Artikel 10 Overige regels

Indien en voor zover in deze regels wordt verwezen naar andere wettelijke regelingen, dienen deze regelingen te worden gelezen, zoals deze luiden op het tijdstip van ter inzage leggen van het ontwerpplan.

4 Overgangs- en slotregels

Artikel 11 Overgangsrecht

11.1 Overgangsrecht bouwwerken

  1. Een bouwwerk, dat op het tijdstip van inwerkingtreding van het bestemmingsplan aanwezig of in uitvoering is, danwel gebouwd kan worden krachtens een omgevingsvergunning, en afwijkt van het plan, mag, mits deze afwijking naar aard en omvang niet wordt vergroot:
    1. gedeeltelijk worden vernieuwd of veranderd;
    2. na het teniet gaan ten gevolge van een calamiteit geheel worden vernieuwd of veranderd, mits de aanvraag van de omgevingsvergunning wordt gedaan binnen twee jaar na de dag waarop het bouwwerk is teniet gegaan.
  2. Het bevoegd gezag kan eenmalig een omgevingsvergunning verlenen in afwijking van het bepaalde onder a voor het vergroten van de inhoud van het bouwwerk als bedoeld in het bepaalde onder a met maximaal 10%.
  3. Het bepaalde onder a is niet van toepassing op bouwwerken, die weliswaar bestaan op het tijdstip van inwerkingtreding van het plan, maar zijn gebouwd zonder vergunning en in strijd met het daarvoor geldende plan, daaronder begrepen de overgangsbepaling van dat plan.

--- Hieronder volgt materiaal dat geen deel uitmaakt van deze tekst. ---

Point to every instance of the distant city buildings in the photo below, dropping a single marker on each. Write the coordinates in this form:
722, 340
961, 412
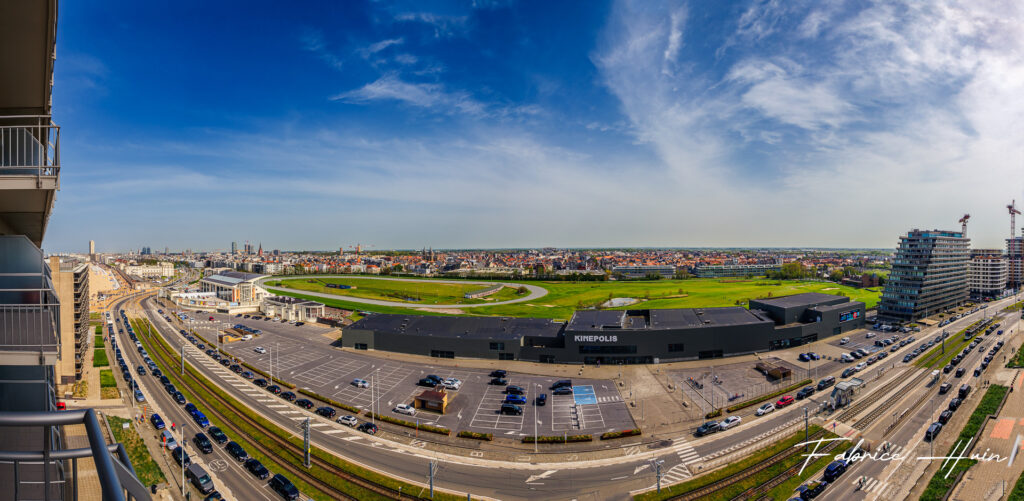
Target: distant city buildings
929, 275
721, 270
989, 273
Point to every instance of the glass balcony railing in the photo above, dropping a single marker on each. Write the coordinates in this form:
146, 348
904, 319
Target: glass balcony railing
30, 145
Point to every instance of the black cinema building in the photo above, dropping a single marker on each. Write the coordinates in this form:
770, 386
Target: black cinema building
621, 336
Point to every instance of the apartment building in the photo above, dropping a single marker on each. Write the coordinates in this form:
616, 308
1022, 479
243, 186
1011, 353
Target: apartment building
989, 273
32, 431
929, 275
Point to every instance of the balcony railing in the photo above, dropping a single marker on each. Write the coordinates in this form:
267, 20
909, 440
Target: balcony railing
30, 149
117, 478
29, 305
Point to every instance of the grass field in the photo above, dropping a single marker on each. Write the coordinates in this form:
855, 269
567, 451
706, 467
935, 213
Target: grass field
564, 297
145, 468
418, 292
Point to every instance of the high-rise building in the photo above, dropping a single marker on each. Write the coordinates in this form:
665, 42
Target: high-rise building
1015, 261
71, 281
930, 275
989, 273
30, 309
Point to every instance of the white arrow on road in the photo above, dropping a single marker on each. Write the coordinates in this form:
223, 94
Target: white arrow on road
541, 476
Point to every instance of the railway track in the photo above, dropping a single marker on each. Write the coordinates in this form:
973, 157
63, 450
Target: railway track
291, 451
713, 488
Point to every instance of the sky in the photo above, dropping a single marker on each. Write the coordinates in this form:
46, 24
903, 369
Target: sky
498, 124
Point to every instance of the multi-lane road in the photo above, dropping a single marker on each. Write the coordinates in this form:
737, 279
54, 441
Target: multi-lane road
610, 477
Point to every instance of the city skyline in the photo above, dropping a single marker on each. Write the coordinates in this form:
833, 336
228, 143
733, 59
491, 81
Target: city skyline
497, 125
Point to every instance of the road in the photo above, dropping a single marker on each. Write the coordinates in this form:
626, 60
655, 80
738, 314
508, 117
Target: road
536, 292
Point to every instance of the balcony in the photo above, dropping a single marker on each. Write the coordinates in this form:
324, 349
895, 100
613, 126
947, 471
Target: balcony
29, 306
30, 174
36, 469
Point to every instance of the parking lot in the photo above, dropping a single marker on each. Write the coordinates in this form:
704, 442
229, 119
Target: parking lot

11.2 Overgangsrecht gebruik

  1. Het gebruik van grond en bouwwerken dat bestond op het tijdstip van inwerkingtreding van het bestemmingsplan en hiermee in strijd is, mag worden voortgezet.
  2. Het is verboden het met het bestemmingsplan strijdige gebruik, bedoeld in het bepaalde in sub a te veranderen of te laten veranderen in een ander met dat plan strijdig gebruik, tenzij door deze verandering de afwijking naar aard en omvang wordt verkleind.
  3. Indien het gebruik, bedoeld in het bepaalde onder a, na het tijdstip van inwerkingtreding van het plan voor een periode langer dan een jaar wordt onderbroken, is het verboden dit gebruik daarna te hervatten of te laten hervatten.
  4. Het bepaalde onder a is niet van toepassing op het gebruik, dat reeds in strijd was met het voorheen geldende bestemmingsplan, daaronder begrepen de overgangsbepalingen van dat plan.

11.3 Hardheidsclausule

Voor zover toepassing van het overgangsrecht gebruik leidt tot een onbillijkheid van overwegende aard voor een of meer natuurlijke personen, die op het tijdstip van inwerkingtreding van het bestemmingsplan grond en opstallen gebruiken in strijd met het voordien geldende bestemmingsplan kan het college van burgemeester en wethouders ten behoeve van die persoon of personen van dat overgangsrecht afwijken.

Artikel 12 Slotregel

Deze regels kunnen worden aangehaald als: Regels van het bestemmingsplan Langstraat 4-6 Afferden van de gemeente Bergen.